다중 안테나 통신 시스템을 위한 저복잡도 채널 전처리 프로세서

  • Hwang, You-Sun (School of Electronics, Telecommunication and Computer Eng., Korea Aerospace University) ;
  • Jang, Soo-Hyun (School of Electronics, Telecommunication and Computer Eng., Korea Aerospace University) ;
  • Han, Chul-Hee (Samsung Thales, Co. Ltd.) ;
  • Choi, Sung-Nam (Samsung Thales, Co.

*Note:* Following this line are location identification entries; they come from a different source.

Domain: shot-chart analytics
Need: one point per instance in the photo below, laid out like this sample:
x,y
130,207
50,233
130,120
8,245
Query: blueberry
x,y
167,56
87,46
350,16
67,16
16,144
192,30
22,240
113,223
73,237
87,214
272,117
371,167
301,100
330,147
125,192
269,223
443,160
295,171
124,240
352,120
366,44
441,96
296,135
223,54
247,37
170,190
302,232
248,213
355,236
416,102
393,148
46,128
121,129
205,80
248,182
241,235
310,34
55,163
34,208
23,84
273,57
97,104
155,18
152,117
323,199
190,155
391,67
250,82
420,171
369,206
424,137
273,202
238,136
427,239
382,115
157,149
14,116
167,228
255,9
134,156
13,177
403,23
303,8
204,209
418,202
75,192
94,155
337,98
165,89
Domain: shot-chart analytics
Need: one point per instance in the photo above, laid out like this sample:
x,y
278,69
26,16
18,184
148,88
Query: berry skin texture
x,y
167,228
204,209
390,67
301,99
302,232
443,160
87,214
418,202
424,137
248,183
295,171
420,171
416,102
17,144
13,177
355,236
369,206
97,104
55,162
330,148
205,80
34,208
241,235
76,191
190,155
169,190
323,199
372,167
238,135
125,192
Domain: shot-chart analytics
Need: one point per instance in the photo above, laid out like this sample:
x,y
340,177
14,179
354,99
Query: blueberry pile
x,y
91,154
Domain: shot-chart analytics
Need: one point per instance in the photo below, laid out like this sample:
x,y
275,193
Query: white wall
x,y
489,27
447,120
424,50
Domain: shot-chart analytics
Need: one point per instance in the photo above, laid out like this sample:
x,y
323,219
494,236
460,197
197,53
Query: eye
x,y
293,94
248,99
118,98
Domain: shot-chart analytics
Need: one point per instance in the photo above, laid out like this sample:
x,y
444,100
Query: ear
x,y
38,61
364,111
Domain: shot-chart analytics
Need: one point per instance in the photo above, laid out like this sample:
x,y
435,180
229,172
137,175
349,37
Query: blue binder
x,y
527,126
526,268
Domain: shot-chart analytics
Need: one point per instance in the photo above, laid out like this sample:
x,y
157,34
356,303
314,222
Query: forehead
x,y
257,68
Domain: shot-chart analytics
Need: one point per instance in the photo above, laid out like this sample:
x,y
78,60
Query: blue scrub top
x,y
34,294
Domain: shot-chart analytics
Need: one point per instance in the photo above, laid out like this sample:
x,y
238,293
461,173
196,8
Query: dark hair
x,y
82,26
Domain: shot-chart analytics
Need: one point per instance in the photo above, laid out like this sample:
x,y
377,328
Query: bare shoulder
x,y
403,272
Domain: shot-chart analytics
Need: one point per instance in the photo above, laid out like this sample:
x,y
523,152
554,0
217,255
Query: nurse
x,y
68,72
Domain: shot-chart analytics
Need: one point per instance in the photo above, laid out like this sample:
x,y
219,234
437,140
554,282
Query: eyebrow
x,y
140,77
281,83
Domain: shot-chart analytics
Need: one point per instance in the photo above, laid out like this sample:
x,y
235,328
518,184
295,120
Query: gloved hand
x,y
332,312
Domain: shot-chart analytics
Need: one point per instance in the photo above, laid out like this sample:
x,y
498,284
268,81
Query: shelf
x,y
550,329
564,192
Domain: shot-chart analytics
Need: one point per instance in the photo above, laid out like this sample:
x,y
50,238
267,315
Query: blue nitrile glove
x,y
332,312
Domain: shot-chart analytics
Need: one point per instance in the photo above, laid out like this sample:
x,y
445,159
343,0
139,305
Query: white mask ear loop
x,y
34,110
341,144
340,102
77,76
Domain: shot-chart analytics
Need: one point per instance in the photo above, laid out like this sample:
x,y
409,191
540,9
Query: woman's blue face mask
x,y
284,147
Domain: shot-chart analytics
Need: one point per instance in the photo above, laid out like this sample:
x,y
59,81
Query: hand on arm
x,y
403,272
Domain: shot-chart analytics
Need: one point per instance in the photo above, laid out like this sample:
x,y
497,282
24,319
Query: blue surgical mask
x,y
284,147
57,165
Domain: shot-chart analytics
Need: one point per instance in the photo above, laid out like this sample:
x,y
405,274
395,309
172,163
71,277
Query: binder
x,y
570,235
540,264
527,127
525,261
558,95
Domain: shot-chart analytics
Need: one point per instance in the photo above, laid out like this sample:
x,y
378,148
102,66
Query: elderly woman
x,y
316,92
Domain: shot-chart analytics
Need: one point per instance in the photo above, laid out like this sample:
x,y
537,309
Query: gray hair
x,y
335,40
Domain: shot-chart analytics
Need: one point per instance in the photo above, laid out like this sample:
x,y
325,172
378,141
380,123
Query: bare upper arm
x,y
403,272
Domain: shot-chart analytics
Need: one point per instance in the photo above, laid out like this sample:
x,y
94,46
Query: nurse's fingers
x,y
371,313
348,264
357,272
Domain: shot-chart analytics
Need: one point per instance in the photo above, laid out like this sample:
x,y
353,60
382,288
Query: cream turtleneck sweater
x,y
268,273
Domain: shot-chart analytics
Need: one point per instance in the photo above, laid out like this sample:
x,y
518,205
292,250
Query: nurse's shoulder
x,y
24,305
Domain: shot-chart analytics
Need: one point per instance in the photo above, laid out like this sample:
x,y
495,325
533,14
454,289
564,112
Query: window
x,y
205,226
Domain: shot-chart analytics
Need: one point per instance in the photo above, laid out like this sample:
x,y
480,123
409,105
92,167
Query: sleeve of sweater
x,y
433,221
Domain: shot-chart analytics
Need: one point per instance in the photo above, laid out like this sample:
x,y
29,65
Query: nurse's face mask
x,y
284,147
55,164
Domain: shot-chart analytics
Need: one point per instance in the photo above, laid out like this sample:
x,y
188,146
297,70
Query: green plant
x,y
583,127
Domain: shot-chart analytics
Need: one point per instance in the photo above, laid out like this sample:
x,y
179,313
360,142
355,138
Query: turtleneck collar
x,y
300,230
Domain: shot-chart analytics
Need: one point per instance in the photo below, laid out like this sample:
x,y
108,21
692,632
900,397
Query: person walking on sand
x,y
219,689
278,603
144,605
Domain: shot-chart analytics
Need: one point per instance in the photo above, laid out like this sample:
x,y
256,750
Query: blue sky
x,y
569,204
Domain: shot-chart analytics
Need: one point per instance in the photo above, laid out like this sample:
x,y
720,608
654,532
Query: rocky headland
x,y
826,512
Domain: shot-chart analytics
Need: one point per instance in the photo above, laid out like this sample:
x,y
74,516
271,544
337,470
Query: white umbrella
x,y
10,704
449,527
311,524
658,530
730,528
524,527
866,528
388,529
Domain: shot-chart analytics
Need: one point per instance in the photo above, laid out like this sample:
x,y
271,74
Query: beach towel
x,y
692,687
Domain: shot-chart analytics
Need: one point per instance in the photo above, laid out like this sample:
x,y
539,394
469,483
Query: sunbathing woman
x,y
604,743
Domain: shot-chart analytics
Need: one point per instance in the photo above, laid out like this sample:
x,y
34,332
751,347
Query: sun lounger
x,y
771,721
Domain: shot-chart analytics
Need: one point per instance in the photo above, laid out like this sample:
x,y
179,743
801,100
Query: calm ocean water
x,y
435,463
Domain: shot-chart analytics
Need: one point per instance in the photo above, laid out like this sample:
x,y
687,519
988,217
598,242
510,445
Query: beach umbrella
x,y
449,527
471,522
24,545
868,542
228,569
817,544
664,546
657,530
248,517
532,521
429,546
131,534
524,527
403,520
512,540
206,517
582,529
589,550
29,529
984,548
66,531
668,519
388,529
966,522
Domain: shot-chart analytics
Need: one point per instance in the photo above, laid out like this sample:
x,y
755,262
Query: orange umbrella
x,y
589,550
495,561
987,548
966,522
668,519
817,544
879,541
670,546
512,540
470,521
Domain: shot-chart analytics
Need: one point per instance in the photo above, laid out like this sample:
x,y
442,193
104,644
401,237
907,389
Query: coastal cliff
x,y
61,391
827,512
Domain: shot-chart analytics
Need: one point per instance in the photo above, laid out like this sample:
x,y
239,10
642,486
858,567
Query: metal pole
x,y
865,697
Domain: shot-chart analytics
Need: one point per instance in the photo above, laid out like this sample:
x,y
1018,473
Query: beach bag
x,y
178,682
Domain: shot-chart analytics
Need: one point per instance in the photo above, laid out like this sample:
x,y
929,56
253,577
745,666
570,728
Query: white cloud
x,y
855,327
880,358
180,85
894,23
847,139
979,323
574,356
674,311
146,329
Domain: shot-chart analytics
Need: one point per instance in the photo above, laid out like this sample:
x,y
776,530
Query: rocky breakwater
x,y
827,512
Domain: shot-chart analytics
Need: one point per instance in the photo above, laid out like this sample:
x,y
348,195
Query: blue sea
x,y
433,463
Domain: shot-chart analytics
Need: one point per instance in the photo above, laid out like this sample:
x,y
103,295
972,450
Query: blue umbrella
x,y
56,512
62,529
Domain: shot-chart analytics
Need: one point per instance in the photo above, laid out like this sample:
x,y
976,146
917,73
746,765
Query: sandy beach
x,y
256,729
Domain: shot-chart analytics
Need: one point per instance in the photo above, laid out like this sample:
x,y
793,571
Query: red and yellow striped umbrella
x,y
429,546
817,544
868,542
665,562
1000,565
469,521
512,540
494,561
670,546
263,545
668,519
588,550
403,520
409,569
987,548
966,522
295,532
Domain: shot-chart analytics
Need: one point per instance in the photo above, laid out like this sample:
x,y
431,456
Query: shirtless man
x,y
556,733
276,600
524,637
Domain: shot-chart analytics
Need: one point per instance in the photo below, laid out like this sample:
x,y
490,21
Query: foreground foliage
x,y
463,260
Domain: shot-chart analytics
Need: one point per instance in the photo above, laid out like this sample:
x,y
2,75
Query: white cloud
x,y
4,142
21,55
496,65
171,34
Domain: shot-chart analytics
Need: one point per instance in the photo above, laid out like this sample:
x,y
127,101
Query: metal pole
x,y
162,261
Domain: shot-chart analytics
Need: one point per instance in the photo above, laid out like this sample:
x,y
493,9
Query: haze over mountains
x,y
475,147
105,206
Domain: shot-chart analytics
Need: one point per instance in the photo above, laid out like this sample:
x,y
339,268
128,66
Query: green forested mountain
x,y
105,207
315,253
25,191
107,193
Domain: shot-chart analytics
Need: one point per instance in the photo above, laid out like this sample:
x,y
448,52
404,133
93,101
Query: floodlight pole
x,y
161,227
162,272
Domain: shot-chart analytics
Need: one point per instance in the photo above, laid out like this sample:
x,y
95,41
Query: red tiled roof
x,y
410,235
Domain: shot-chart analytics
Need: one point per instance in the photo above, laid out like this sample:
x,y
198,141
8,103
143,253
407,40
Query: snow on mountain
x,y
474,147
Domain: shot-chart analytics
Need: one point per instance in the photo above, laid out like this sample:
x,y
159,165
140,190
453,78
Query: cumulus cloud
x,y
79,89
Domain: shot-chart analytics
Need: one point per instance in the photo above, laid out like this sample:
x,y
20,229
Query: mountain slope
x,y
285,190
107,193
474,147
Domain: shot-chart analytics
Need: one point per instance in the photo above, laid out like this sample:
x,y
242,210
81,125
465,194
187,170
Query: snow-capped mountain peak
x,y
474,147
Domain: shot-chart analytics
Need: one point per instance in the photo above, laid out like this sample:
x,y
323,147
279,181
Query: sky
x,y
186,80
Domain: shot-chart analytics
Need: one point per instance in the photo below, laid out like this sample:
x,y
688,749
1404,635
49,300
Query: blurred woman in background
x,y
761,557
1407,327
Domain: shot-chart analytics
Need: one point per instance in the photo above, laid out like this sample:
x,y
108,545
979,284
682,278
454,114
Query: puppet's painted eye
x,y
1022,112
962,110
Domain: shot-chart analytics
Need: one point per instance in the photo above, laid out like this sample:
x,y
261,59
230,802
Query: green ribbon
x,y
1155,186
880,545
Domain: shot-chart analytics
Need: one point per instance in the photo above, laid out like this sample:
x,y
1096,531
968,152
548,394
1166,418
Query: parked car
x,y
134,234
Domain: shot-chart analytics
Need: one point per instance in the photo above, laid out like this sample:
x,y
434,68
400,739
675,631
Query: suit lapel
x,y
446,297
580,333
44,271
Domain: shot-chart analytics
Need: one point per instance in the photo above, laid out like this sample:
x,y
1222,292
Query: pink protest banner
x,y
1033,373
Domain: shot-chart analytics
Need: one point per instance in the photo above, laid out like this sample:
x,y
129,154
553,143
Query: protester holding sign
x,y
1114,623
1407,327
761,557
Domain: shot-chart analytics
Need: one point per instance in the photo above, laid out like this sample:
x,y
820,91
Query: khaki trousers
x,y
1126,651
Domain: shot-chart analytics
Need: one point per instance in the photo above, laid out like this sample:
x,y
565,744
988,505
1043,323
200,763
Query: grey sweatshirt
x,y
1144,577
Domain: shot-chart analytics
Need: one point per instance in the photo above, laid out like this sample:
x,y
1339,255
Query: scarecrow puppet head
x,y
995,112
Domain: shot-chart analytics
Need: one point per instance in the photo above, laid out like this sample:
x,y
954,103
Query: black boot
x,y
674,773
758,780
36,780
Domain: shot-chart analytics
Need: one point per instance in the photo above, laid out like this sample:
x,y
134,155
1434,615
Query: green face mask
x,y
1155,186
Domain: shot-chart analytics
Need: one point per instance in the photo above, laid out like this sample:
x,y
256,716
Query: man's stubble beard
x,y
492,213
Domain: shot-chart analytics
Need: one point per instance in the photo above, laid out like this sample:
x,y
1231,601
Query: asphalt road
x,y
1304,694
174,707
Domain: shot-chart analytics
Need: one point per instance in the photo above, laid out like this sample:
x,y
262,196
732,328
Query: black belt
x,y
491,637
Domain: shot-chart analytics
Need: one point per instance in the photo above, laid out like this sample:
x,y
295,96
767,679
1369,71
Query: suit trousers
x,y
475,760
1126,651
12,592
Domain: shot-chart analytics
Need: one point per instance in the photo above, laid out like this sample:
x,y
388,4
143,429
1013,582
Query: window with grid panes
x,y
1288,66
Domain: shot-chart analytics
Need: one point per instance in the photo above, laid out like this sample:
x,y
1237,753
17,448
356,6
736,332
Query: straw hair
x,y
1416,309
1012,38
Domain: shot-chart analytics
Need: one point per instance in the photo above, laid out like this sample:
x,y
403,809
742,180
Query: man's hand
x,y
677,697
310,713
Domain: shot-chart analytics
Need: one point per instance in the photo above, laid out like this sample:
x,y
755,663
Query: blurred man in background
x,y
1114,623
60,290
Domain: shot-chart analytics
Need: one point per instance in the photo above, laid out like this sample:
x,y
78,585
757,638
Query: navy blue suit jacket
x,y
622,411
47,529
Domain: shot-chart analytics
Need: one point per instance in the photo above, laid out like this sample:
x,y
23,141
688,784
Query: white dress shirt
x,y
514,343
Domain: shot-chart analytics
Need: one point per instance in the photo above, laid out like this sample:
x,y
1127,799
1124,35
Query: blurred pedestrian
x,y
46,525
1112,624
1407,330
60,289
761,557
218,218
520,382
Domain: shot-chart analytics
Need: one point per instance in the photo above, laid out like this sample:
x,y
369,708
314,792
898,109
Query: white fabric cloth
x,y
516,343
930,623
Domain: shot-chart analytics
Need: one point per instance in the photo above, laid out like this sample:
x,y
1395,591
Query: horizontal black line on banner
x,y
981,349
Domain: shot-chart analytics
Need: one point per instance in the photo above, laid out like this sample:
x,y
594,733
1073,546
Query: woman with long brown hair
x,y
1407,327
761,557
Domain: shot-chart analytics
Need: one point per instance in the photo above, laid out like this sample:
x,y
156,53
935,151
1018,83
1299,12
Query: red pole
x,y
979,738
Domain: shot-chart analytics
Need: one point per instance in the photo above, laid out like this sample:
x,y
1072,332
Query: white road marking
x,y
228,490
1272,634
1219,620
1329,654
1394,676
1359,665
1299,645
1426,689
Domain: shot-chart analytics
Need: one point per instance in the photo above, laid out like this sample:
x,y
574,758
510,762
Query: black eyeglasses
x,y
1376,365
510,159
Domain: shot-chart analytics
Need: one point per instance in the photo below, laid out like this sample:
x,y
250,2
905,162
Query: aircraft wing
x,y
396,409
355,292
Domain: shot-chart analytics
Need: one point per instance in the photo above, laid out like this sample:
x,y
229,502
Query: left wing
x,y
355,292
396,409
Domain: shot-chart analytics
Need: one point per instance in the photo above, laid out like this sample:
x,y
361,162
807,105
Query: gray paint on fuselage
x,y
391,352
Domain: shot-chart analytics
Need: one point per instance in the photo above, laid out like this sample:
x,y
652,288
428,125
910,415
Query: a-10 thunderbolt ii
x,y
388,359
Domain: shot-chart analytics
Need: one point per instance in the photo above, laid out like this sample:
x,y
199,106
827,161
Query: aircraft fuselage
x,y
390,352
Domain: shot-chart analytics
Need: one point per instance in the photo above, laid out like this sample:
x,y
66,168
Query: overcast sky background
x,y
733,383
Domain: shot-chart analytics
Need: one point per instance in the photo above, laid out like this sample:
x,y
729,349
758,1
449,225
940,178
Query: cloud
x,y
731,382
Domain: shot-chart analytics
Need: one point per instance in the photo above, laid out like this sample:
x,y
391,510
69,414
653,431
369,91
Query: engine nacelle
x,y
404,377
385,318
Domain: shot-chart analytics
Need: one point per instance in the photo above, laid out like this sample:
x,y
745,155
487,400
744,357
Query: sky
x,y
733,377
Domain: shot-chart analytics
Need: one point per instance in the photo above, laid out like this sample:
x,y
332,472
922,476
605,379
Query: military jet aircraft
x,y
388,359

Ltd.) ;
  • Jung, Yun-Ho (School of Electronics, Telecommunication and Computer Eng., Korea Aerospace University)
  • 황유선 (한국항공대학교 항공전자 및 정보통신 공학부) ;
  • 장수현 (한국항공대학교 항공전자 및 정보통신 공학부) ;
  • 한철희 (삼성탈레스(주)) ;
  • 최성남 (삼성탈레스(주)) ;
  • 정윤호 (한국항공대학교 항공전자 및 정보통신 공학부)
  • Received : 2011.02.18
  • Accepted : 2011.04.30
  • Published : 2011.04.30

Abstract

In this paper, the channel preprocessor with an area-efficient architecture is proposed for the MIMO symbol detector which can support four transmit and receive antennas. The proposed channel preprocessor can shrink the channel dimension to reduce the hardware complexity of the MIMO symbol detector. Also, the proposed channel preprocessor is implemented with very low complexity by using QR decomposition (QRD) and log-number system (LNS). By applying QRD and LNS to the nulling matrix calculation block, the numbers of matrix-multiplications and matrix-divisions are decreased and thus the complexity of the proposed channel preprocessor is significantly reduced. The proposed channel preprocessor was designed in a hardware description language (HDL) and synthesized to gate-level circuits using 0.13um CMOS standard cell library. With the proposed channel preprocessor, the number of logic gates for channel preprocessor is reduced by 20.2% compared with the conventional architecture.

Acknowledgement

Supported by : 한국연구재단

References

  1. A. F. Naguib, N. Seshadri, and A. R. Calderbank, "Increasing data rate over wireless channel," IEEE Signal Process. Mag., vol. 17, no. 2, pp. 744-765, Mar. 1998.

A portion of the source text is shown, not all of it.